All patients with ruptured ACoA aneurysms in the Barrow Ruptured Aneurysm Trial were included. Clinical follow-up at 1 and 3 years was analyzed; charts were reviewed for patient demographics, aneurysm characteristics, and in-hospital complications.
This cohort included 130 patients (mean age, 52.5 years). Mean aneurysm size was 5.8 mm. Most aneurysm domes projected anteriorly (n = 52). After randomization and crossover, 91 ACoA aneurysms (70%) were clipped and 39 (30%) were coiled. Twenty-two patients (16.9%) initially randomized to coiling crossed over to clipping after evaluation. No patients crossed over from clipping to coiling. Characteristics precluding aneurysms from coiling included unfavorable dome-to-neck ratio, lesions difficult to access by catheter, and branch vessel involvement. Aneurysm size and dome projection were not significantly associated with treatment group, clinical outcome, or retreatment. No significant difference existed in clinical outcome (modified Rankin Scale scores) between groups at discharge or at 1-year or 3-year follow-up using as-treated and intention-to-treat analyses. Retreatment was performed in 3 clipped patients (2.3%) and 3 coiled patients (2.3%).
Ruptured ACoA aneurysms, regardless of size and projection, were safely treated by both treatment modalities in a large-scale randomized clinical trial. Clinical outcomes and stroke rates did not differ significantly in as-treated or intention-to-treat analyses 1).
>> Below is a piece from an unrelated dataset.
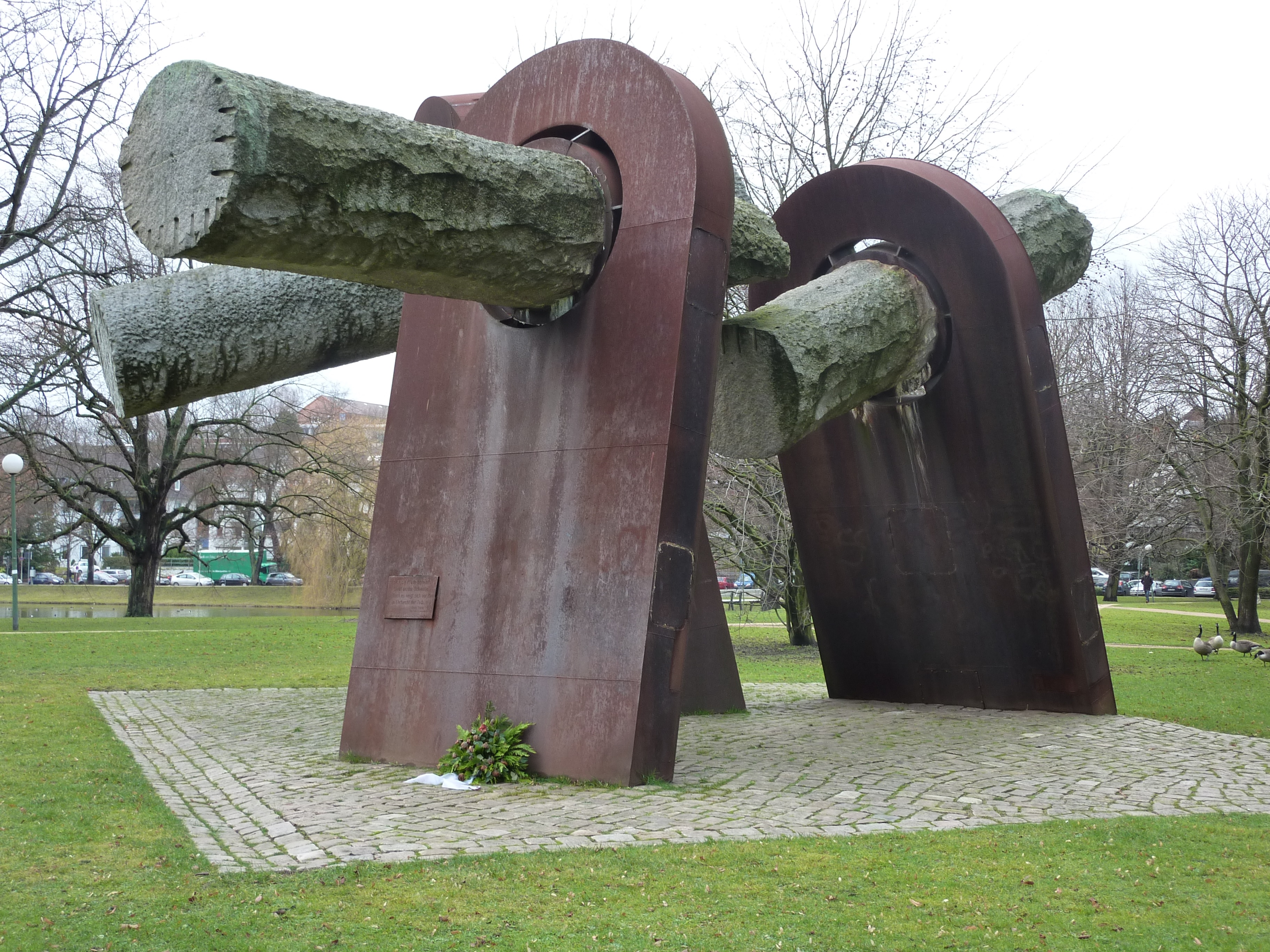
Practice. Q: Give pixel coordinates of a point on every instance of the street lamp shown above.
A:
(12, 465)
An unusual case of bitemporal hemianopsia caused by a large intracranial aneurysm of the ACoA. A 41-year-old woman was admitted to our neurosurgical department with a sudden-onset bursting headache and visual impairment. On admission, her vision was decreased to finger counting at 30 cm in the left eye and 50 cm in the right eye, and a severe bitemporal hemianopsia was demonstrated on visual field testing. A brain computed tomography scan revealed a subarachnoid hemorrhage at the basal cistern, and conventional cerebral catheter angiography of the left internal carotid artery demonstrated an 18×8 mm dumbbell-shaped aneurysm at the ACoA. Microscopic aneurysmal clipping was performed. An ACoA aneurysm can produce visual field defects by compressing the optic chiasm or nerves. We emphasize that it is important to diagnose an aneurysm through cerebrovascular study to prevent confusing it with pituitary apoplexy 2).
Mishima et al., reported a ruptured anterior communicating artery (ACoA) aneurysm in a patient whose anterior cerebral artery (ACA) arose from the left C3 portion and ascended between the optic nerves. A 50 year-old woman was admitted to our department with complaints of headache and vomiting. CT scan showed thick subarachnoid hemorrhage. Left carotid angiography revealed a saccular aneurysm of the anterior communicating artery and an abnormal vessel which arose from the left C3 portion and terminated in the territory of the ACoA. Surgery was performed about eight hours after subarachnoid hemorrhage. The abnormal vessel was identified as it ascended between the optic nerves. There are only 25 reported cases of this abnormality including our own case. The right carotid artery was the most frequent origin of the abnormal artery (18 cases). 13 aneurysms were associated in 11 cases, in which seven were located in the anterior communicating artery. It was the most frequent site of the aneurysm. There were various explanations for this anomalous ACA. Because of the angiographical and operative findings, we prefer to use “inter-optic course of ACA” as the medical terminology better suited to describe this condition 3).